Any such interference would be ‘provided for by law’ as it would be contained in primary legislation.
Furthermore, the government’s view is that the self-administration requirement pursues a legitimate aim in that it seeks to protect a person from having an approved substance administered to them, which if allowed for, could increase the risk for abuse of the regime - for example, forced administration by a third party. A justification based on the need to safeguard the sanctity of life and the balancing act required by the competing interests at play under articles 8 and 2 is, in the government’s view, legitimate.
The government considers that proportionality is then achieved by the fact that the co-ordinating doctor is able to prepare the approved substance, a medical device for administration and to assist the person with ingestion and/or self-administration (as set out at clause 23(6)). Allowing for assistance with preparation potentially enables a broader range of people to access assisted dying under the bill than if the bill required the preparation stage to also be undertaken solely by the person seeking assisted dying.

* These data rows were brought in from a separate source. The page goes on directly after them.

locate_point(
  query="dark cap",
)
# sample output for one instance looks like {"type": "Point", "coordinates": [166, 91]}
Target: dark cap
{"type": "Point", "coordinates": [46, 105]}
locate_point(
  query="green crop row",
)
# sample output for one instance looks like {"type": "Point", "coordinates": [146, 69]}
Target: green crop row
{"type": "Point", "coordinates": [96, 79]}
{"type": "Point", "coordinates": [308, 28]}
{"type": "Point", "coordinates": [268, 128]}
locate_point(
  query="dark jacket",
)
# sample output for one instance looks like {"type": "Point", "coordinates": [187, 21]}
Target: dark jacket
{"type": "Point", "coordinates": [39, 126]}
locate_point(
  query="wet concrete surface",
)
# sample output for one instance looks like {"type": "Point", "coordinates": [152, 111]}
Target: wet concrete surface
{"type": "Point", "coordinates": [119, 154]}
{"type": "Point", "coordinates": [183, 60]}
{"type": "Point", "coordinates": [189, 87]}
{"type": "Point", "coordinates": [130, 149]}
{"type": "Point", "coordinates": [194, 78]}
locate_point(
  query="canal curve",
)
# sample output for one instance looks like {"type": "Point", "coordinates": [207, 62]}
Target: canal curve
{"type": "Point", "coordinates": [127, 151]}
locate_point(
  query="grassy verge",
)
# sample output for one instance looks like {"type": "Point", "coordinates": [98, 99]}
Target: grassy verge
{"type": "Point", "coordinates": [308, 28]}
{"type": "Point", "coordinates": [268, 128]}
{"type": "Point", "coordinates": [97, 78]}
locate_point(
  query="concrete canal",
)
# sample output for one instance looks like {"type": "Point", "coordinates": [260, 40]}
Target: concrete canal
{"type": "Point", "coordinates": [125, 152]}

Accordingly, the government considers that these provisions are compatible with article 8 of the ECHR.
Right to access information in the context of death of a family member
The government considers that the right to access information in the context of death of a family member is adequately protected by the robust deaths certification and registration requirements of the bill, both in relation to deaths as a whole under existing legislation, and in specific relation to assisted deaths under the bill, including the requirement for the cause of death to be recorded as ‘assisted death’ where regulations are made applying existing legislation.
For completeness, the general prohibition against assisted suicide, as set out in section 2 of the Suicide Act, engages article 8 (Pretty v United Kingdom and R (Nicklinson) v Ministry of Justice [2014] UKSC 38). The more limited prohibition provided for by section 2 when read with clause 29(1) and as amended by clause 29(3) must therefore also engage article 8. However, in our view the associated interference with article 8 does not arise from clause 29 in and of itself but rather is a result of the bill overall. This memorandum does not therefore set out a separate article 8 analysis in respect of clause 29.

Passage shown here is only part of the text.